Tuesday 16 December 2008

Two million mistakes

So, a marketing agency has been fired because of innacuracy in the statistics it used in its mailings. According to the report, 2m out of 184m of the letters mailed in the last few years, have been 'wrong'.

You could argue that this is a special case, because it involves the BBC, which has become supremely sensitive to any allegations of impropriety after various episodes of phone-vote rigging and lapses in editorial standards.

Or you could look at the absolute numbers, and say two million letters with avoidable errors constitutes a great deal of damage to public trust.

Or look again, and see that the whole story is based on one complaint to a national newspaper, a newspaper which had already embarked on a campaign against the BBC. And the complaint was triggered by the receipt by one person of duplicate mailings which carried different statistics.

So actually the _real_ mistake
was to mail the duplicate, with different data.

How much do you trust the process you use to ensure you only mail people once? Do you think you need to understand it a little better?


photo: www.ClownInsurance.co.uk (yes, really)

Monday 15 December 2008

Basics

A couple of weeks ago, those nice people at British Gas decided to send its customers a heartwarming message about its commitment to the environment. I received a small box containing four low-energy lightbulbs, and a nice leaflet explaining how much money they might help me save.

Except - and stop me if you've heard this before ...

1. I got two boxes, a couple of days apart
2. The name on one of the letters was wrong
3. The salutation on both letters was gibberish
4. The postman had to knock on the door each time, because the box would not fit through the letterbox (or indeed _any_ letterbox, so his round that week was taking a very long time indeed, about which of course he was rather upset)

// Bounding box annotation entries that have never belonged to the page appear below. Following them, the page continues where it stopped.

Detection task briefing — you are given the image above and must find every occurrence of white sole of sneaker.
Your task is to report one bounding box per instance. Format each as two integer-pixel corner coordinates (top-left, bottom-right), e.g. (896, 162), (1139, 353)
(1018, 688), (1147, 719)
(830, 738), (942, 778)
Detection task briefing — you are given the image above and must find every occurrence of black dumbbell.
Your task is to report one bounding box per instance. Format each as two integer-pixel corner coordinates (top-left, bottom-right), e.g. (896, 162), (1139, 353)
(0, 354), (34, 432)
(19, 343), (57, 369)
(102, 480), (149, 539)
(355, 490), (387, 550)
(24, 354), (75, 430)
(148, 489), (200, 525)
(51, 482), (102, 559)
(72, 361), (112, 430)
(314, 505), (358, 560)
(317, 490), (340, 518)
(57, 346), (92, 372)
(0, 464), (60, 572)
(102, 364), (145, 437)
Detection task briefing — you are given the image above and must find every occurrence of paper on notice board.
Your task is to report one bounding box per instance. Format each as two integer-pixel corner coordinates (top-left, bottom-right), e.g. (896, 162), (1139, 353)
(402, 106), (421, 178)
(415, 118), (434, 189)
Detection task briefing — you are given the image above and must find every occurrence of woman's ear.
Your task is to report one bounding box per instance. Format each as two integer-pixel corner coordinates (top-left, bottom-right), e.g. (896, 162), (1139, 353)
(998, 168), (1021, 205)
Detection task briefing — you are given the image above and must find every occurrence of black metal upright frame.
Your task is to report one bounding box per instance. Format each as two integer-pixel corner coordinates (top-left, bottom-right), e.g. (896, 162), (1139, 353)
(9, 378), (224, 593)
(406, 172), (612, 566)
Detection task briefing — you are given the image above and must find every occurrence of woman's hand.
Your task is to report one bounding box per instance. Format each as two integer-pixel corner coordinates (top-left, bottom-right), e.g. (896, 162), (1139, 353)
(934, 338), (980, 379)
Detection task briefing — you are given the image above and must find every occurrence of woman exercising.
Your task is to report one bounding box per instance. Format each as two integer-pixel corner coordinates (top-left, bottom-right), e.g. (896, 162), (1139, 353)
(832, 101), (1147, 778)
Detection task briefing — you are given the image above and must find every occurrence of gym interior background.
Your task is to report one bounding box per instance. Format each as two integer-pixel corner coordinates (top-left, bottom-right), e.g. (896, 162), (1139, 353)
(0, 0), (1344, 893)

Arrange the following words into a well-known phrase or saying: foot, shoot, the, in, yourself

I think I understand how this has happened. At the same time I am speechless at the waste, ignorance and arrogance the whole thing betrays.

The letter was signed by the Managing Director. I may not be the first to be writing him a slightly more carefully crafted response.

Monday 8 December 2008

Crunch?

1. The local coffee shop says it has never been busier, and they are surprised, as they expected to be an early casualty of people cutting back on discretionary spending.

2. A household name in doors and windows quoted us a laugh-out-loud high price for a replacement door, admitted that 'they don't sell many of these', and ended the call.

3. One of our many local charity shops is dutifully offering '3 for 2' packs of its (charity!) Christmas cards.

It's a confusing picture of the economy at the moment, almost as if we don't quite know how we're supposed to behave.

Picture: 30cakesin30days

Friday 5 December 2008

Utopia

Attended a briefing session yesterday from the Gloucestershire Hospitals NHS Foundation Trust. Not only was the content fascinating, it was also interesting to listen to the language being used.

One initiative in development, Utopia, is actually an exercise in the management of the complete customer lifecycle (the Chief Exec calls it the 'patient experience', and acknowledge that they are at the 'foothills' of this approach).

They are developing a programme of 'Evidence Based Design' which will involve patients in the re-design of the way care is provided.

There is acute awareness of the challenges of the marketplace which has been created by the changes in funding and oversight of the health service.

It's a hugely complex organisation, with 700,000 patients / customers a year. And it's starting to talk about the patients' perspective, and how to incorporate that into service delivery. For an organisation whose processes were mostly built in the 1940s, it's impressive stuff. What are you doing at your company?